You can use any editor to edit the file, above we used the "nano" editor, but use any editor you are familiar with.  Typically, you will want to make some changes to this default launcher.  These changes are made with your text editor, and involving changing or adding comment lines in the file that start with "#SBATCH ".

The "#SBATCH -N line (if added) specifies the name of the job. 

The "#SBATCH -o" line specifies the names of the output files that the job creates.  It might make sense to change the prefix to be the same as the name of this job.

The "#SBATCH -t" line specifies the length of time given to run the job. The more time we give our job, the longer in the queue our job will wait to be run. When the time is up, the job will terminate whether or not it is finished. So it's best to give our job slightly more time than you think it will take.

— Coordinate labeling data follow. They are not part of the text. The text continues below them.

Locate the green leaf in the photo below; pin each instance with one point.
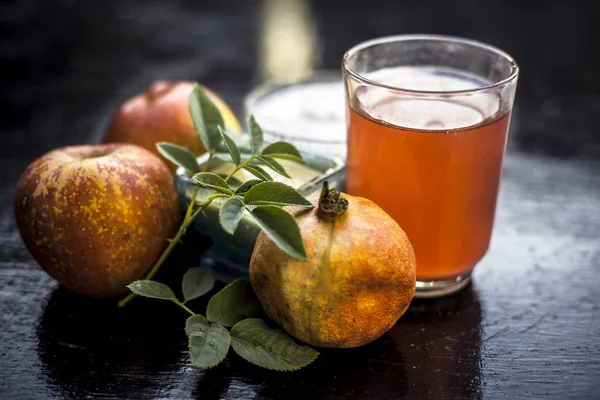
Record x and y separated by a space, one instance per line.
232 148
255 135
258 172
246 186
206 116
233 303
152 289
276 194
274 165
230 214
179 156
212 181
283 150
269 348
282 228
197 282
208 343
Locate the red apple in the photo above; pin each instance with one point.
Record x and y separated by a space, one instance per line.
97 217
161 114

We can also, optionally, add a few additional lines to have it send an email to your email address when the job starts and finishes.

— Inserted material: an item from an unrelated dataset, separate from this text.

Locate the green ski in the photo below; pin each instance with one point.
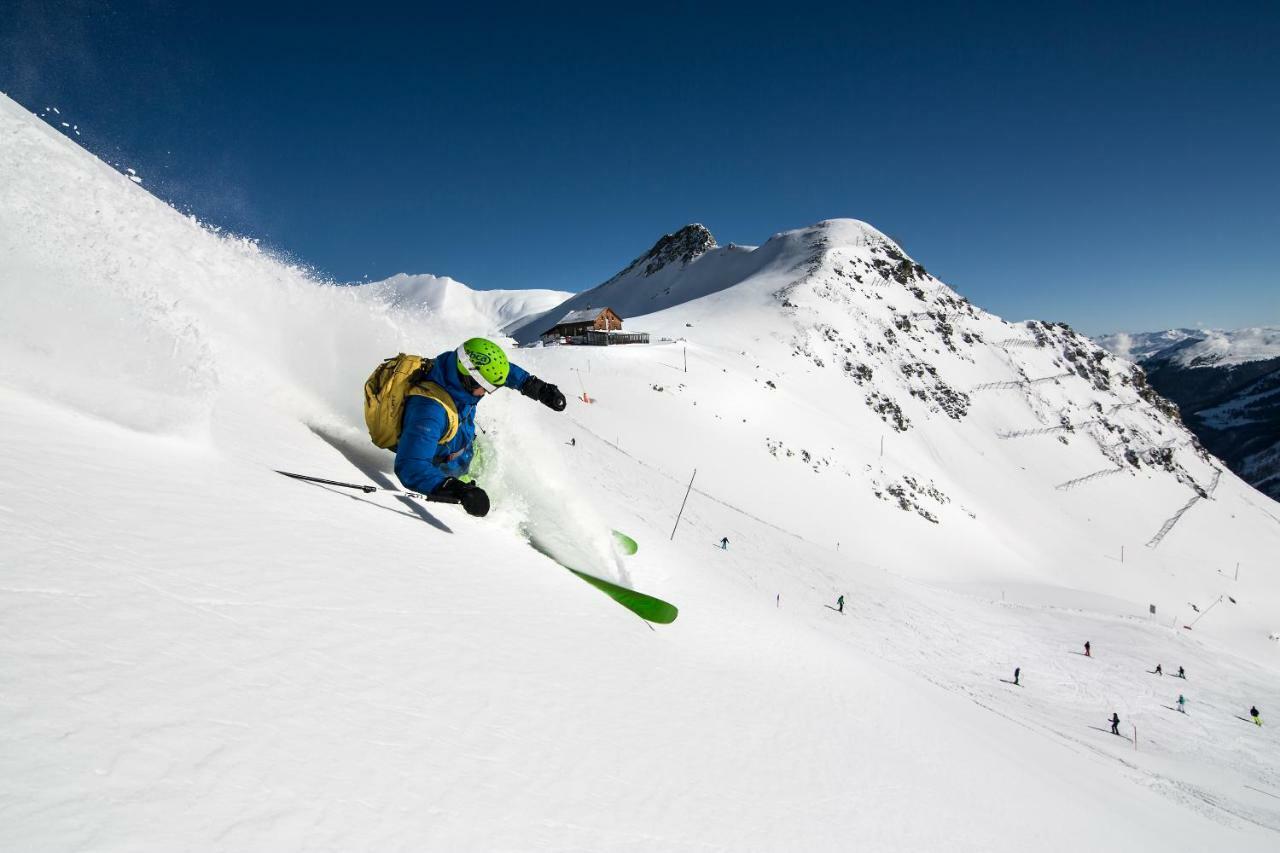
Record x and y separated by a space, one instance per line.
647 607
626 544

To do that, under -V, we would add 2 new lines like so:

#SBATCH -M my_email@example.com
#SBATCH -m be

Also, if we are part of multiple allocations, we'll need to specify which allocation to use (NB: The allocation is case sensitive).

#SBATCH -A UT-2015-05-18

Lastly, we need to specify the job file.  Here we assume it is called "commands".

setenv LAUNCHER_JOB_FILE commands


Submitting the Job

The next step is to submit the job to the queue using the launcher file you created.

sbatch launcher.slurm

The system will make sure that everything specified in the launcher file  is correct and if it is, the job will be queued.

To check the status of the job, the command is:

showq -u <username>

This will tell you its job priority and what state it is in.

If the job is in the list of "waiting jobs", this means the job has been queued and is waiting to start.

If the job is in the list of  "active jobs", this means the job is running.


JOBIDjob id assigned to the job
USERuser that owns the job
STATEcurrent job status, including, but not limited to:
CD(completed)
CF(cancelled)
F(failed)
PD(pending)
R(running)


In case we notice something wrong with the job, we can delete it like so:

scancel job-ID

To obtain the job-ID, look at the  "showq" output.

TACC Output Files

While your job is running, TACC creates 3 different files with names based on the -o field in the launcher. These files are named like so:

(job_name).e(job-ID)
(job_name).pe(job-ID)
(job_name).o(job-ID)

These files have the output of your job that would have been sent to standard output or standard error and messages from TACC about your job. These files will be useful to determine what happened if your job fails.